Я предложил ему "Лакки".
"Спасибо, - ответил он, - я предпочитаю свою "Султаншу". - И добавил: Какой спрос с макаронщика?"
Прикусив золотой ободок сигареты, он снова принялся за починку удочки, о которой совсем забыл во время своего монолога. Два раза сряду он затягивал леску, но петля срывалась с крючка. Тогда он щелчком отбросил крючок, и крючок упал в воду. Потом, упершись руками в землю, Красавчик слегка нагнулся ко мне и, ловя мой взгляд, спросил:
"Скажи, по-твоему, Пьеретта такая же женщина, как и твоя сестра?"
Я неоднократно рассказывал ему о твоем редкостном свободомыслии. Впрочем, он и сам кое-что заподозрил, если я только правильно понял то, что произошло у вас с ним, когда вы вдвоем обследовали мотор "альфа-ромео". Я, конечно, умолчал о твоем пристрастии к Бернарде (если так можно выразиться), но я передал ему твои слова, которые ты охотно повторяешь, а именно что твои любовники страшно удивляются, когда ты, встав с постели, тут же начинаешь писать, читать или уходишь на прогулку, как только они отслужили свою службу. Он расспрашивал меня о всяких подробностях, и я тут же на месте изобрел их целую кучу. Короче, я изобразил тебя подлинным олицетворением распутства.
"Не знаю, - ответил я. - Видишь ли, у меня нет достаточных данных, чтобы вывести заключение. А как у вас все началось?"
"Не твое дело", - резко оборвал он.
Тут мне стало ясно, что случайно, вернее, почти случайно я задел больное место.
"Когда я ревную, - продолжал я, - я прежде всего стараюсь вспомнить, как у меня началось с моей любовницей.
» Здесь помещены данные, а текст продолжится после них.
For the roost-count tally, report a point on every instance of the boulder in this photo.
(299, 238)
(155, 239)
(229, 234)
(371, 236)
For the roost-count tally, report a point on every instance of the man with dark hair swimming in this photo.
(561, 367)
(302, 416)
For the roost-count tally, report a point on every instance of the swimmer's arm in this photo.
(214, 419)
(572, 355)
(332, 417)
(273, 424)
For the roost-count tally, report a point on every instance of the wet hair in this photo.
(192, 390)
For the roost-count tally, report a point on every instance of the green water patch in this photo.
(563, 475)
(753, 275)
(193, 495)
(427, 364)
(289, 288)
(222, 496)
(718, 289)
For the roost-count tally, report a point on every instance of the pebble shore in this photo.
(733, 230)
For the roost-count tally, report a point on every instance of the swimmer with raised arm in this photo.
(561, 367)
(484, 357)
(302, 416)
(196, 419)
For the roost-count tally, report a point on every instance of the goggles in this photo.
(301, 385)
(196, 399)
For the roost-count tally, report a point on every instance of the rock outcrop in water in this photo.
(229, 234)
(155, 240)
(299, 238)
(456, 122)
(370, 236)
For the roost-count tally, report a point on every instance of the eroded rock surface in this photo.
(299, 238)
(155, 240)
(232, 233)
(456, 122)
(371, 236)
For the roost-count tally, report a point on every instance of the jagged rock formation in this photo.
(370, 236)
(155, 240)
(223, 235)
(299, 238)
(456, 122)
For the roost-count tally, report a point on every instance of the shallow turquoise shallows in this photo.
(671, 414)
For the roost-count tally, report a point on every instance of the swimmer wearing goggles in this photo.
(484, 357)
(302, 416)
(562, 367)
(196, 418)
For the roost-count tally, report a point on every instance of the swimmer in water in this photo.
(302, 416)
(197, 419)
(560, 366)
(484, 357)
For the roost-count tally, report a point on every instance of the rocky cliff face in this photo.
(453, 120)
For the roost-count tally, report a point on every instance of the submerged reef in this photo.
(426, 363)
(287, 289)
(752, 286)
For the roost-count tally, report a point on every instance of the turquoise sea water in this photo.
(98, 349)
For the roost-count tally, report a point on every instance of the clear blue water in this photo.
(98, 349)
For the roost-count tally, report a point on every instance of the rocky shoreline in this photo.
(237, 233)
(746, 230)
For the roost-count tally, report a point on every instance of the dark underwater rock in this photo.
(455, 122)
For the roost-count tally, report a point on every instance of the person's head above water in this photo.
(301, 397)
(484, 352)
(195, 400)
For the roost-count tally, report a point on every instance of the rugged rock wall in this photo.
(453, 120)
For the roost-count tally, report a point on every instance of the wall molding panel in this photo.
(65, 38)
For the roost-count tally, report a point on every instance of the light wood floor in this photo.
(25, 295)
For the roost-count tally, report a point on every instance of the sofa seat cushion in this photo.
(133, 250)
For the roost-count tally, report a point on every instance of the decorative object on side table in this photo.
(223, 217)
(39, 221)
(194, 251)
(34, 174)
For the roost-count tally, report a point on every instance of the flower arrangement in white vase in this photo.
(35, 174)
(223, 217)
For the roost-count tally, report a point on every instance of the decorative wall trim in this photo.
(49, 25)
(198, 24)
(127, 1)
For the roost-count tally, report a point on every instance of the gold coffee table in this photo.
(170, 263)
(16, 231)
Если она сопротивлялась достаточно долго, я заключаю отсюда, что, по всей вероятности, она так же упорно будет сопротивляться домогательствам другого. Но если я овладел ею сразу, вполне естественно предположить, что и другой овладеет ею с такой же легкостью. Надо же рассуждать здраво. Согласись, что нелепо наставлять рога соседям и при этом даже мысли не допускать, что соседи могут наставить рога тебе самому".
Красавчик поднялся. А я продолжал сидеть и вскинул на него простодушно-детский взгляд. Здорово, должно быть, провокаторская была у меня физиономия.
Презрительная гримаса искривила его губы.